La legge federale sull’armonizzazione delle imposte dirette dei cantoni e
dei comuni obbliga i cantoni ad assoggettare all’imposta sul reddito il valore
locativo (in virtù del combinati disposti dell’art. 2 cpv. 1 lett. a e
dell’art. 7 cpv. 1 LAID), pur non contenendo disposizioni relative alle modalità di accertamento del valore locativo e
lasciando con ciò una certa qual latitudine ai Cantoni. In relazione alla questione a sapere in che misura il valore locativo possa essere inferiore
rispetto al valore di mercato, l’art. 7 cpv. 1 LAID non pone alcun altro limite
se non quello derivante dagli articoli 8 cpv. 1 e 127 cpv. 2 Cost. fed. (DTF
125 I 65 consid. 2b p. 67; DTF 124 I 145 consid. 3 p. 152 ss.). Come rammenta
ancora la sentenza 21 dicembre 2006 della CDT:
L’Alta Corte ha stabilito che il valore
locativo può essere inferiore al valore di mercato (DTF 124 I 145, consid. 4d p. 156), ma che
tuttavia in ogni caso il 60% del valore di mercato rappresenta il limite inferiore che è ancora conforme al
principio
costituzionale
dell’uguaglianza (art. 8 cpv. 1 Cost. fed.). In seguito (DTF 125 I 65) ha
ammesso che le disposizioni della legge tributaria turgoviese, secondo cui dal valore
locativo – accertato caso per caso – deve essere effettuata una deduzione del 40%, possono essere
applicate in modo conforme alla Costituzione e comunque non conducono necessariamente a risultati incostituzionali (nello stesso senso, si è
pronunciata anche in relazione ad analoghe normative dei Cantoni Soletta [n.2P.36/1999 del 3
novembre 2000] e Zurigo [2P.311/2001 del 5 aprile 2002]). (…)."

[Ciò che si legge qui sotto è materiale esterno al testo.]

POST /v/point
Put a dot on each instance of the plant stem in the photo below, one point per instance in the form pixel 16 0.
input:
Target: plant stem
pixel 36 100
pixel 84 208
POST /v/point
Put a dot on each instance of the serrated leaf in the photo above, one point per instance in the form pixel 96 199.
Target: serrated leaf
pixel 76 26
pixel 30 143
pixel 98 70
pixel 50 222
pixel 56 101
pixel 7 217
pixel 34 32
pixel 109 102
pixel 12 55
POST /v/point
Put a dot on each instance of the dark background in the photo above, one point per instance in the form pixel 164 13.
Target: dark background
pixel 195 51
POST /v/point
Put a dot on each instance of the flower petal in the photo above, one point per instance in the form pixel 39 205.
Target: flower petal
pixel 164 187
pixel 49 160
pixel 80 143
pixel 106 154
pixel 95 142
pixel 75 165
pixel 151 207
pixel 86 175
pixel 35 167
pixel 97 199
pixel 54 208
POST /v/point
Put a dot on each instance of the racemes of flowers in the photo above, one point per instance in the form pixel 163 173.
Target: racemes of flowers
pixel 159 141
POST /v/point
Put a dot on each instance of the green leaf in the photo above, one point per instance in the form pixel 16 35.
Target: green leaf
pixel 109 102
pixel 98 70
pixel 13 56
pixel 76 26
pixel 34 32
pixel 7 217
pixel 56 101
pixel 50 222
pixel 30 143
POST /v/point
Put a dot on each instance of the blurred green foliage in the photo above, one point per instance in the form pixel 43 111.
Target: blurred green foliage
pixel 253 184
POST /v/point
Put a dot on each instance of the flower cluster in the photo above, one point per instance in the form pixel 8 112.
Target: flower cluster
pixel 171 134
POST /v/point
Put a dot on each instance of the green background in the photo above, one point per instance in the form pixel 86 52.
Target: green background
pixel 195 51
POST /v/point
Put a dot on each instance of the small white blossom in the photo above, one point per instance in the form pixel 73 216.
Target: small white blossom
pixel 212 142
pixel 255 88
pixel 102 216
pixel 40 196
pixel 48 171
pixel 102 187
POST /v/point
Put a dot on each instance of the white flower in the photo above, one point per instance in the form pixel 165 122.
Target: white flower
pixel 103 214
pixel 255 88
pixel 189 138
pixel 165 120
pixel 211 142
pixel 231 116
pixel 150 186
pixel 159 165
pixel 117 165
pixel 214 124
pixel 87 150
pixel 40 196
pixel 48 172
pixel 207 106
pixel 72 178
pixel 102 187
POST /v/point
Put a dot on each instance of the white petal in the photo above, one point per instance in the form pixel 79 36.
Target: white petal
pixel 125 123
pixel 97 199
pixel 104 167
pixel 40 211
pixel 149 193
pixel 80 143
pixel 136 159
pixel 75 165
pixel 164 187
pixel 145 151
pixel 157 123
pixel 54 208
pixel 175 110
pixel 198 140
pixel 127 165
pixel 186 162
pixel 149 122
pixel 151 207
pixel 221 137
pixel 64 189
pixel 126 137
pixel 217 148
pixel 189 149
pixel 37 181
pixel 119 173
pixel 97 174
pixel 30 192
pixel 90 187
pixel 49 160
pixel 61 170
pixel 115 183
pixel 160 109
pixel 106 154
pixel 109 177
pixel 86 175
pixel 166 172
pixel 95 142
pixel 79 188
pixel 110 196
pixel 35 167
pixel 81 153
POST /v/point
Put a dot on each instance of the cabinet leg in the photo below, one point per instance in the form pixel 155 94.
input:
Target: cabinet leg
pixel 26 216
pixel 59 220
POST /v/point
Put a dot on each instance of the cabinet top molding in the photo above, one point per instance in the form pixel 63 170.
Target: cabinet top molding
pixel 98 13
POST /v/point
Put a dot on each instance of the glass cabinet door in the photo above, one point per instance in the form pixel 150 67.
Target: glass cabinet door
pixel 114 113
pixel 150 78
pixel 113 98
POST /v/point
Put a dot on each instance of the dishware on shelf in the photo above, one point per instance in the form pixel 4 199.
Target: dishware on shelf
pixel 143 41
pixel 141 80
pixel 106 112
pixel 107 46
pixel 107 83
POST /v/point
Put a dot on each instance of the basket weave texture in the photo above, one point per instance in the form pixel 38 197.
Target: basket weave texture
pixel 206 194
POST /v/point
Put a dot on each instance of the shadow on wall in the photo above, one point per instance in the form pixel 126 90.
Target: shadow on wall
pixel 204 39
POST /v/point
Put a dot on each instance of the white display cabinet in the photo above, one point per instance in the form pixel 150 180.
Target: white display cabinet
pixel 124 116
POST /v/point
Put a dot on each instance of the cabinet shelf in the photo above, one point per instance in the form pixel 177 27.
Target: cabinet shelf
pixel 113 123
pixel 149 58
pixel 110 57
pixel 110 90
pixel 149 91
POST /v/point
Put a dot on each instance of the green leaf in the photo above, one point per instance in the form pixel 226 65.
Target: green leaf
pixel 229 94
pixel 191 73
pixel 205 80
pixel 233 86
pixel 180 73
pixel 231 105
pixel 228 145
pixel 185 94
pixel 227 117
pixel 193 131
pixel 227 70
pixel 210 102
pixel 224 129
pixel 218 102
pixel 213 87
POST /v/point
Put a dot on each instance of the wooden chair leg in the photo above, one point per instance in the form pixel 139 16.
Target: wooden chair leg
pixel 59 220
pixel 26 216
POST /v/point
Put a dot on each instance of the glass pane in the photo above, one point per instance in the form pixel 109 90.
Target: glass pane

Nel nostro diritto cantonale il capoverso 2
dell’art. 20 LT prevede che il valore locativo, tenuto conto della promozione dell’accesso alla proprietà e della
previdenza personale, sia stabilito al 60-70 per cento del valore di mercato
delle pigioni. Per il suo
calcolo è possibile considerare in modo adeguato il valore della stima ufficiale.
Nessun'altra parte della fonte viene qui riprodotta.